Thankfully, her health improved, and with it her mood. She feels much better now, though is still unable to perform certain physical tasks she would normally do in her job.
“Hey ho, I’m all right, I’m here, I’m still alive, which is a joy,” she says. “Some of our patients knew I had long Covid and were ringing and texting me to say: ‘We’re just checking up on you, we’re not asking you to come and see us, we just want to make sure you’re right.’ That made me feel good, that my patients missed me.”
“I don’t want to sit at home, I want to be out there. Any time I’m in my patients’ houses, I feel different. We have a laugh together, we talk together. I manage them and I feel there’s a result. I feel the joy.”
The experience of becoming ill from her job, however, makes her feel all the more frustrated by a below-inflation pay increase of 4.5 per cent from the Government.
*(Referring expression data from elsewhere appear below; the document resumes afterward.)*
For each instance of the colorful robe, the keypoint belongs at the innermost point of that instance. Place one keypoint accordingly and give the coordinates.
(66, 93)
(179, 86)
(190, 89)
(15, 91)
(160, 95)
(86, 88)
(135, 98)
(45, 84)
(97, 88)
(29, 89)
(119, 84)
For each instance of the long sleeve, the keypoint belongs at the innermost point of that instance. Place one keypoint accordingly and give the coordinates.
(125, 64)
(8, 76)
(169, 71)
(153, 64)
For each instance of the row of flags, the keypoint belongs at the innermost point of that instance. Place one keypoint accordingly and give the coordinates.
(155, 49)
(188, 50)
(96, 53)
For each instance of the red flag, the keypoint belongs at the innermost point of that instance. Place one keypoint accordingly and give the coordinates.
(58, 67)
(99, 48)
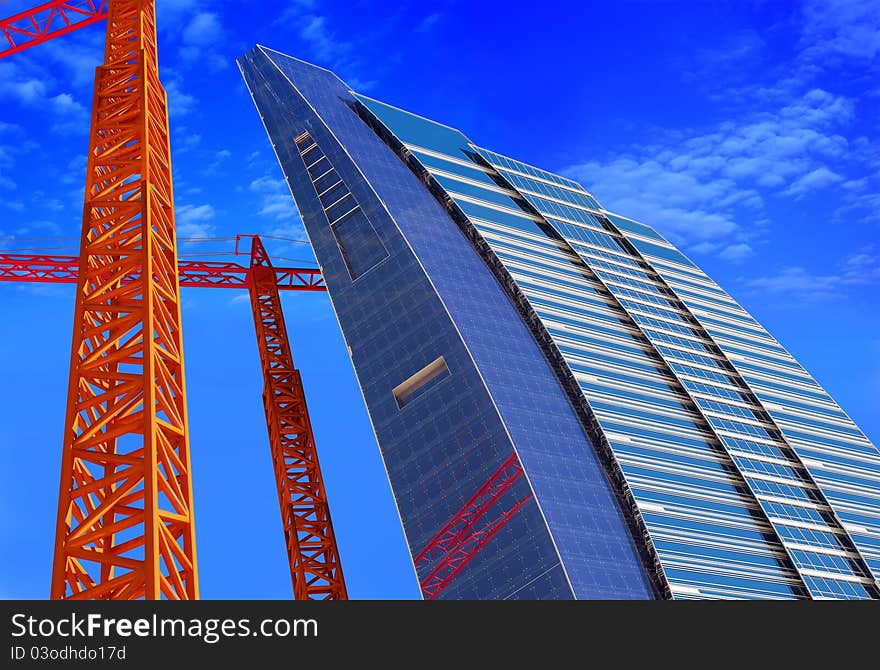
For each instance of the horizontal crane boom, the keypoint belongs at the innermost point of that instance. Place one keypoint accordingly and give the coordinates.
(51, 269)
(48, 21)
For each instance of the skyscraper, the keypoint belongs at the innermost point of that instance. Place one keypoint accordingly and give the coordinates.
(567, 407)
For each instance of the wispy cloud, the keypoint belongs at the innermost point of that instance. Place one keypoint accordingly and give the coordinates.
(195, 220)
(275, 201)
(860, 269)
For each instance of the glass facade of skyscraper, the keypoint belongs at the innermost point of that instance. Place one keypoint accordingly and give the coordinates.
(663, 443)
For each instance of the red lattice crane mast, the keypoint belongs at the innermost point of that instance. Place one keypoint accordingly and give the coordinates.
(305, 514)
(125, 527)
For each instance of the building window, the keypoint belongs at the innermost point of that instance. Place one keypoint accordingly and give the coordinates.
(421, 382)
(355, 236)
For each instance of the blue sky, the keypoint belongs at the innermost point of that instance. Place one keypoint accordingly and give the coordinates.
(744, 130)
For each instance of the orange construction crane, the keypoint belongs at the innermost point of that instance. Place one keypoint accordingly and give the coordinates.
(125, 527)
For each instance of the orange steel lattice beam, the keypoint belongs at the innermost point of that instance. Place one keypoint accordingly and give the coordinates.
(52, 269)
(308, 532)
(125, 518)
(47, 21)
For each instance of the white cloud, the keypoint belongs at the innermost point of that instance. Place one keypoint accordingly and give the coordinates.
(275, 199)
(695, 186)
(180, 103)
(429, 22)
(736, 252)
(860, 269)
(819, 178)
(194, 220)
(841, 29)
(204, 29)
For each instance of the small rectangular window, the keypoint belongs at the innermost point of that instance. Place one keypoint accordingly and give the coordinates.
(420, 382)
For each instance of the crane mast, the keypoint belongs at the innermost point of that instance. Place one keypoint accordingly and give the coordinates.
(125, 527)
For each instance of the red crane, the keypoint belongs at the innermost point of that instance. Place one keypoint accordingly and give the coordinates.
(125, 526)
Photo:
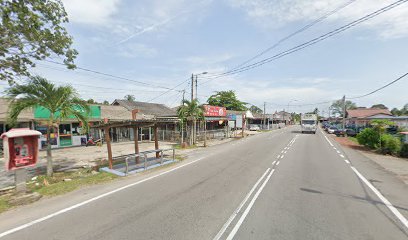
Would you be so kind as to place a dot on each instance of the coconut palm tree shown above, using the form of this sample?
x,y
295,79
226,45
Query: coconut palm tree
x,y
191,112
61,101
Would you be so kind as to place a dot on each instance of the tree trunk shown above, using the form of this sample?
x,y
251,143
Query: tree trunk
x,y
49,155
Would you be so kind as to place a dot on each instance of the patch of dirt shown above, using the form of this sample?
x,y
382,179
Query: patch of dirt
x,y
348,143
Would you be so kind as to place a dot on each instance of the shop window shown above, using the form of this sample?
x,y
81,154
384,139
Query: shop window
x,y
65,129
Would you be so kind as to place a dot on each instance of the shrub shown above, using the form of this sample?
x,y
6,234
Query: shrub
x,y
390,144
404,150
368,137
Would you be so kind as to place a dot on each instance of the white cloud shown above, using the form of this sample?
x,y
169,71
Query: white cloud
x,y
136,50
272,14
94,12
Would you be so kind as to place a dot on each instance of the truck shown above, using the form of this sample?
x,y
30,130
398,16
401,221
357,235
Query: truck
x,y
308,123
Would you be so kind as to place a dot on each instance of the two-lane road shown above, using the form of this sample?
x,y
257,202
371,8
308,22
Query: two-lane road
x,y
277,185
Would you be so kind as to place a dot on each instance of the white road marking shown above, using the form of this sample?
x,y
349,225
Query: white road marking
x,y
16,229
235,213
242,218
387,203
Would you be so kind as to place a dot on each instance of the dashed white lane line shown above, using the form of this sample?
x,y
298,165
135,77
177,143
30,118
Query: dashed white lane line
x,y
242,218
235,213
387,203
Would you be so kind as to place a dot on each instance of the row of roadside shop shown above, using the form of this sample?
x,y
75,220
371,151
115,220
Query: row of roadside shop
x,y
69,132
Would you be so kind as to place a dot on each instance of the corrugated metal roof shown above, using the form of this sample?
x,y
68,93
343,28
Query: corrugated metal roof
x,y
156,109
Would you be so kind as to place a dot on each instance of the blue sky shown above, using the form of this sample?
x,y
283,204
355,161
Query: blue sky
x,y
162,42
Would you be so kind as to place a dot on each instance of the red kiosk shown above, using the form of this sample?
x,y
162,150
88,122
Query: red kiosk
x,y
20,148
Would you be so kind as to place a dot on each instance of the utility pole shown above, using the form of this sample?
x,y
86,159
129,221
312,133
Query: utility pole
x,y
344,111
192,87
264,115
196,87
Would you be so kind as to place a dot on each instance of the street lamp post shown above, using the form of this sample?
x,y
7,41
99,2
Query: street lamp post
x,y
194,132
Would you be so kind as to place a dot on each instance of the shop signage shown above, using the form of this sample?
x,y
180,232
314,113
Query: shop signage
x,y
43,113
214,111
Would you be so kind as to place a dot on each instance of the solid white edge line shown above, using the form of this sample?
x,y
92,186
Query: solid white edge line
x,y
400,217
31,223
232,217
242,218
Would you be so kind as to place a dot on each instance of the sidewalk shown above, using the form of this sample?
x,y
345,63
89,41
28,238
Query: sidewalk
x,y
395,165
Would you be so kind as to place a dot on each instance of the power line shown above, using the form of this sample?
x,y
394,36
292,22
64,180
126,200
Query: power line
x,y
112,76
311,42
302,29
378,89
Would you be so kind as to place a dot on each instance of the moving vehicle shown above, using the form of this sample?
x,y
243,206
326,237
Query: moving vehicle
x,y
308,122
331,129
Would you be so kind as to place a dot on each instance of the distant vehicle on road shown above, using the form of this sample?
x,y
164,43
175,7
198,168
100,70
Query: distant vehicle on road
x,y
331,129
308,122
254,127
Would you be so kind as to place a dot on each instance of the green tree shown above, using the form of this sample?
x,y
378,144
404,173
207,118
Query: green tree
x,y
60,101
227,99
380,106
130,98
32,30
396,112
255,109
337,106
190,112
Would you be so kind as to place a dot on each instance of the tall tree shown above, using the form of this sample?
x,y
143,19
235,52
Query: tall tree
x,y
130,98
380,106
227,99
61,102
32,30
190,112
255,109
337,106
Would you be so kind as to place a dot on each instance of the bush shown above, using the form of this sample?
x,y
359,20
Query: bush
x,y
404,150
390,144
368,137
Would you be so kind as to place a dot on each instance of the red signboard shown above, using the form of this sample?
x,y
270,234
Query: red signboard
x,y
214,111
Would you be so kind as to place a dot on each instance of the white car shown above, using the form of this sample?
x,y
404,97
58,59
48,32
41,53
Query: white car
x,y
254,127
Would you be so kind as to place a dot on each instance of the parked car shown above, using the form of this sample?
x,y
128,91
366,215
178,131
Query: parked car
x,y
331,129
340,132
254,127
351,132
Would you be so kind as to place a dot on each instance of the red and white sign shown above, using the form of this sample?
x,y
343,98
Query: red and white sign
x,y
214,111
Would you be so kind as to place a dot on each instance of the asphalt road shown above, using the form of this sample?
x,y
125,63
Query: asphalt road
x,y
278,185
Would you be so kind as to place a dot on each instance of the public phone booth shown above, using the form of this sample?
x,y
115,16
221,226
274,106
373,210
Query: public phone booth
x,y
20,146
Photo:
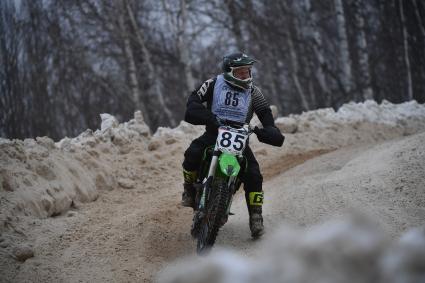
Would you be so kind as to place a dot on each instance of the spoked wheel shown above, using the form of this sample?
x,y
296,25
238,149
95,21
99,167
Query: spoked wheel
x,y
212,221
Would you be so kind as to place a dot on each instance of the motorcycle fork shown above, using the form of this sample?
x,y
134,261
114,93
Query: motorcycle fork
x,y
207,182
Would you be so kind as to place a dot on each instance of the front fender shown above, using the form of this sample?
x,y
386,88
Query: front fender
x,y
229,165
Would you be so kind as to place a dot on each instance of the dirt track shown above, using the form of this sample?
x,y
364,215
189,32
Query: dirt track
x,y
128,235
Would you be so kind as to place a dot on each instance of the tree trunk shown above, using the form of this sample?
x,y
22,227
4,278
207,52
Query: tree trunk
x,y
132,71
362,50
344,53
406,52
152,76
183,47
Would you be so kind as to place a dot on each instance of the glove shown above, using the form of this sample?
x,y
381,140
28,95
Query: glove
x,y
257,131
214,122
270,135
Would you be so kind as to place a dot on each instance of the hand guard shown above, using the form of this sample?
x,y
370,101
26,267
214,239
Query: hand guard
x,y
270,135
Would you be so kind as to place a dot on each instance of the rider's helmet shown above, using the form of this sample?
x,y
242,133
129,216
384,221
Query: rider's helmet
x,y
234,61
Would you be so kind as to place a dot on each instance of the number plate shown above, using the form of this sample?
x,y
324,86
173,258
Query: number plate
x,y
231,140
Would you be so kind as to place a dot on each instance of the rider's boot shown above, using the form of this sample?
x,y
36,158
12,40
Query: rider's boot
x,y
189,192
255,202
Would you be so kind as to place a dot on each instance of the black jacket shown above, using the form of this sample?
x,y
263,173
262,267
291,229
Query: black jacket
x,y
198,114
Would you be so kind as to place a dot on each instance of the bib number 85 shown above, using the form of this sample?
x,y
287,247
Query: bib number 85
x,y
231,141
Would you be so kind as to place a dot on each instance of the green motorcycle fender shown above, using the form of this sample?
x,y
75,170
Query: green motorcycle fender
x,y
229,165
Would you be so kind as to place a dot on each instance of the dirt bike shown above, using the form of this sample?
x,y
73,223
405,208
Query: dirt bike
x,y
218,181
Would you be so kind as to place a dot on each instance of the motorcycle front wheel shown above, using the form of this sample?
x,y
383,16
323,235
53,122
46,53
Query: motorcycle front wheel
x,y
212,221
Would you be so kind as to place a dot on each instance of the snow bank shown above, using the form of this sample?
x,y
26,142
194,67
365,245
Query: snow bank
x,y
42,178
343,250
353,123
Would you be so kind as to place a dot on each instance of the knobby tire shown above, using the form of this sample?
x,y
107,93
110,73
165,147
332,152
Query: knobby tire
x,y
215,213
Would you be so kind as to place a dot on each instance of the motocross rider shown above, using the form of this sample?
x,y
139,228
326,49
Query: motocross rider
x,y
230,96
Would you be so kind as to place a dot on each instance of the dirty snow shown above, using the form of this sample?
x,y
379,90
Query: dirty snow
x,y
134,177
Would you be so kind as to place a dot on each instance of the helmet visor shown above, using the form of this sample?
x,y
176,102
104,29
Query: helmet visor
x,y
242,73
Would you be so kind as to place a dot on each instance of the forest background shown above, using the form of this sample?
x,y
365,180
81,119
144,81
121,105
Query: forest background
x,y
62,63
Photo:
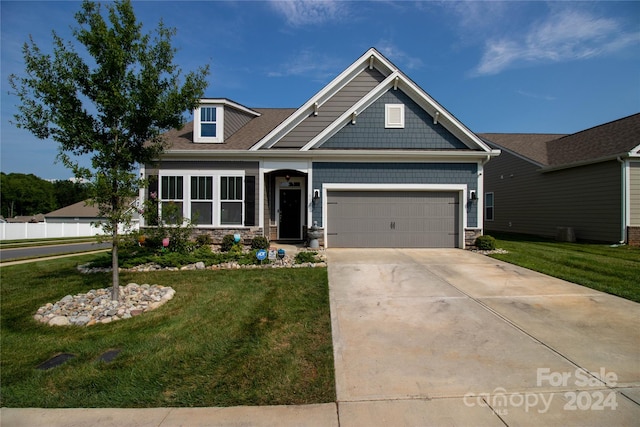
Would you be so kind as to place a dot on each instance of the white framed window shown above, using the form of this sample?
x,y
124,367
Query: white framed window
x,y
208,124
171,199
488,206
208,198
231,200
394,116
202,200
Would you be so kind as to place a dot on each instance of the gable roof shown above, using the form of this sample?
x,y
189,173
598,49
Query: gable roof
x,y
619,138
393,79
531,146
This has seen the average basic pay for nurses rise to around £37,000, or just over £27,000 for those who are newly qualified.
Lisa Elliott of the RCN says short staffing “has been caused by years of under investment in our pay and in the NHS, with nurses now earning 20 per cent less in real terms than in 2010.” She adds: “It is the Government’s responsibility, after a decade of cutting nurses’ pay, to fix the record NHS nursing vacancies across the NHS. This should start with fair pay.”
The union has been calling for a rise of 5 per cent above inflation – amounting to more than 19 per cent.
The Government says that increasing pay by that rate for nurses and all other NHS staff on the same contract would cost more than £9bn extra, more than 6 per cent of the total NHS budget of £152.6bn.
There have been reports recently that nursing leaders would accept a 10 per cent deal. But together with other health unions, the RCN also argues “the lengthy pay review body process is currently not fit for purpose” and is calling for it to be made more independent.
After four days of strikes so far this winter, nurses at 73 trusts in England as well as 12 health boards and organisations in Wales are planning to walk out again on 6 and 7 February. Industrial action remains paused in Scotland pending further negotiations, while no action is scheduled in Northern Ireland.
Esther hopes her patients will not suffer, but campaigned and voted for strike action with the RCN and has taken part in picketing. For her, this union defiance is not just about pay but about conditions in her local service being driven into the ground.
“When I come to work and I see everything so shattered, so messy, I cry inside,” she says. “I go into our office with the district nursing team and I just say: what is going on?”